Selon l'article 514 du code de procédure civile, les décisions de première instance sont de droit exécutoires à titre provisoire à moins que la loi ou la décision rendue n'en dispose autrement.
Toutefois, selon l’article 514-1 du même code, le juge peut écarter l'exécution provisoire de droit, en tout ou partie, s'il estime qu'elle est incompatible avec la nature de l'affaire.

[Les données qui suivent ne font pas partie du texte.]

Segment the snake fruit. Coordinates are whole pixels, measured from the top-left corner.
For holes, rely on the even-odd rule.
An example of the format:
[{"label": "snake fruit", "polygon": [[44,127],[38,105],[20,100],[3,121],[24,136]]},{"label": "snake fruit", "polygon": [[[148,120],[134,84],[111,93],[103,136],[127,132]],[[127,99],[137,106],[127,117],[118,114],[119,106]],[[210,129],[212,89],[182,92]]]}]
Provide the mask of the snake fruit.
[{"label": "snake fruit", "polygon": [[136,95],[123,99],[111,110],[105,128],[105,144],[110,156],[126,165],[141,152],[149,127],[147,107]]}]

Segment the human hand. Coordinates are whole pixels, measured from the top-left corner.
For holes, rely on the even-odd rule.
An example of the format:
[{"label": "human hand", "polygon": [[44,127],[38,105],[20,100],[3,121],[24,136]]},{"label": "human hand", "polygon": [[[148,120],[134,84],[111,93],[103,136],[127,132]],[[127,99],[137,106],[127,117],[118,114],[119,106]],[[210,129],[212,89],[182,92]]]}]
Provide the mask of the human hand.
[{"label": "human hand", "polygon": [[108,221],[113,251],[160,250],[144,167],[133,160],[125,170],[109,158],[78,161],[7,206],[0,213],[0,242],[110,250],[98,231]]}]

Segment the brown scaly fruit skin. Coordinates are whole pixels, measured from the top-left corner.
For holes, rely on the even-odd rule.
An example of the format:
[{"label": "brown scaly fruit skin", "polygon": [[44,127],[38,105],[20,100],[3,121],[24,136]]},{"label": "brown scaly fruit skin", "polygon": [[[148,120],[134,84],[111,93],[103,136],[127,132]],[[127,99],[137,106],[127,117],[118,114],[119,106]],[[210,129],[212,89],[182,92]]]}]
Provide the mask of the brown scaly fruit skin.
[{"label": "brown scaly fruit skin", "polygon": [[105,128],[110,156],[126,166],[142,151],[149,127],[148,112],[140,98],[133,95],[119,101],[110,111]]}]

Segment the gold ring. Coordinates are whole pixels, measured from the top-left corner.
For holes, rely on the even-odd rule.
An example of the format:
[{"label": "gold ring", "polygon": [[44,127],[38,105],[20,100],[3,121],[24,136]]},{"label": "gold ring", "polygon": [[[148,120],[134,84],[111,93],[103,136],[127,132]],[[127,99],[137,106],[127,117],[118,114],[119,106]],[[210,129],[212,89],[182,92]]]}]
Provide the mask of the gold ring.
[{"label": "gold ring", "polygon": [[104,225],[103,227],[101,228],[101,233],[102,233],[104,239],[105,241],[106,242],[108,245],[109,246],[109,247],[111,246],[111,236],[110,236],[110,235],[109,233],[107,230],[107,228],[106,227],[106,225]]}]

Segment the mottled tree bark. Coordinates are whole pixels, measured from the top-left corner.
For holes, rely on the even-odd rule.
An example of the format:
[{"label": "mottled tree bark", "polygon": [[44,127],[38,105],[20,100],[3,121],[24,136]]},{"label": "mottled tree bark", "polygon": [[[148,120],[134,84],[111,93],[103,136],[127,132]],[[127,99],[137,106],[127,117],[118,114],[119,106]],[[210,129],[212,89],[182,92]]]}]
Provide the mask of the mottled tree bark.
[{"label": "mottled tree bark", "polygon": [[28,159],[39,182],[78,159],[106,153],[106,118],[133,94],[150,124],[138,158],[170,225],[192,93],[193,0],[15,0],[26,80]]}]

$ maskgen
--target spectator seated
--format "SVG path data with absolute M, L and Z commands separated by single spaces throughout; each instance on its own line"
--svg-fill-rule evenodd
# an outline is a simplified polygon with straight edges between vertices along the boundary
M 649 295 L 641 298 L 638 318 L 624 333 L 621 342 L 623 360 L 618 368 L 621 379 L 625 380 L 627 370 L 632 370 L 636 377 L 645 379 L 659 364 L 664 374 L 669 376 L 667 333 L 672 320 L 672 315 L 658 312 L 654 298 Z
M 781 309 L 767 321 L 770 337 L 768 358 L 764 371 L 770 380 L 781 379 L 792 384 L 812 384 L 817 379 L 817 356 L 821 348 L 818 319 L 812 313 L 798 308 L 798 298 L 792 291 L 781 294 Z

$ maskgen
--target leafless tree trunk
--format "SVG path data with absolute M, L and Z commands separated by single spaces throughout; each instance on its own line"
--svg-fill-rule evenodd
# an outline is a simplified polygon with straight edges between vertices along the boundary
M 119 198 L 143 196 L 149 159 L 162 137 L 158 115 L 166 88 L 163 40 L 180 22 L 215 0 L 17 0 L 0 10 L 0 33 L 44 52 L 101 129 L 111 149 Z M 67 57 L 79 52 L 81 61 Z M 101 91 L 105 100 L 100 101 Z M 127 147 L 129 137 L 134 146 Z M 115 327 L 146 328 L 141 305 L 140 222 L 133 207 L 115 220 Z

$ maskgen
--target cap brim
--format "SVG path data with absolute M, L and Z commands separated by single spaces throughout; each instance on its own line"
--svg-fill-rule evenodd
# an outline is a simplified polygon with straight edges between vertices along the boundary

Il statue, d'office ou à la demande d'une partie, par décision spécialement motivée.
En l'espèce, compte tenu du montant et de l'ancienneté de la dette et de l'octroi de délais de paiement, il n'y a pas lieu d'écarter l'exécution provisoire de la présente décision.
PAR CES MOTIFS,
La juge des contentieux de la protection, statuant après débats publics, par jugement mis à disposition au greffe, réputé contradictoire et en premier ressort,
CONSTATE que la dette locative visée dans le commandement de payer du 21 juillet 2023 n’a pas été réglée dans le délai de deux mois,
CONSTATE, en conséquence, que le contrat conclu le 29 août 2022 entre la société [Localité 4] HABITAT OPH, d’une part, et M. [W] [B] et Mme [L] [B], d’autre part, concernant les locaux situés au [Adresse 1] à [Localité 5] est résilié depuis le 22 septembre 2023,
CONDAMNE solidairement M. [W] [B] et Mme [L] [B] à payer à la société [Localité 4] HABITAT OPH la somme de 1 030,89 euros (mille trente euros et quatre-vingt-neuf centimes) au titre de l’arriéré locatif arrêté au 13 mai 2024, avec intérêts au taux légal à compter de l'assignation,
AUTORISE M. [W] [B] et Mme [L] [B] à se libérer de leur dette en réglant chaque mois pendant 30 mois, en plus du loyer courant, une somme minimale de 35 euros (trente-cinq euros), la dernière échéance étant majorée du solde de la dette en principal, intérêts et frais,
DIT que le premier règlement devra intervenir dans les dix jours suivant la signification de la présente décision, puis, pour les paiements suivants, en même temps que le loyer, au plus tard le dixième jour de chaque mois, sauf meilleur accord entre les parties,
SUSPEND les effets de la clause résolutoire pendant l’exécution des délais de paiement accordés à M. [W] [B] et Mme [L] [B],
DIT que si les délais accordés sont entièrement respectés, la clause résolutoire sera réputée n’avoir jamais été acquise,
DIT qu’en revanche, pour le cas où une mensualité, qu'elle soit due au titre du loyer et des charges courants ou de l’arriéré, resterait impayée quinze jours après l’envoi d'une mise en demeure par lettre recommandée avec avis de réception,
le bail sera considéré comme résilié de plein droit depuis le 22 septembre 2023,
le solde de la dette deviendra immédiatement exigible,
la bailleresse pourra, à défaut de libération spontanée des lieux et dès l’expiration d’un délai de deux mois suivant la délivrance d’un commandement d’avoir à libérer les lieux, faire procéder à l’expulsion de M. [W] [B] et Mme [L] [B] et à celle de tous occupants de leur chef, au besoin avec l’assistance de la force publique,
le sort des meubles sera régi conformément aux dispositions des articles L. 433-1 et L. 433-2 du code des procédures civiles d'exécution,
M. [W] [B] et Mme [L] [B] seront solidairement condamnés à verser à la société [Localité 4] HABITAT OPH une indemnité d’occupation mensuelle égale au montant des loyers et charges qui auraient été dus en cas de poursuite du bail, et ce, jusqu’à la date de libération effective et définitive des lieux,
DIT n’y avoir lieu d’écarter l’exécution provisoire de droit de la présente décision,
DÉBOUTE la société [Localité 4] HABITAT OPH de sa demande au titre de l’article 700 du code de procédure civile,
CONDAMNE solidairement M. [W] [B] et Mme [L] [B] aux dépens comprenant notamment le coût des commandements de payer du 21 juillet 2023 et celui des assignations du 6 novembre 2023.
Ainsi jugé par mise à disposition au greffe le 20 août 2024, et signé par la juge et la greffière susnommées.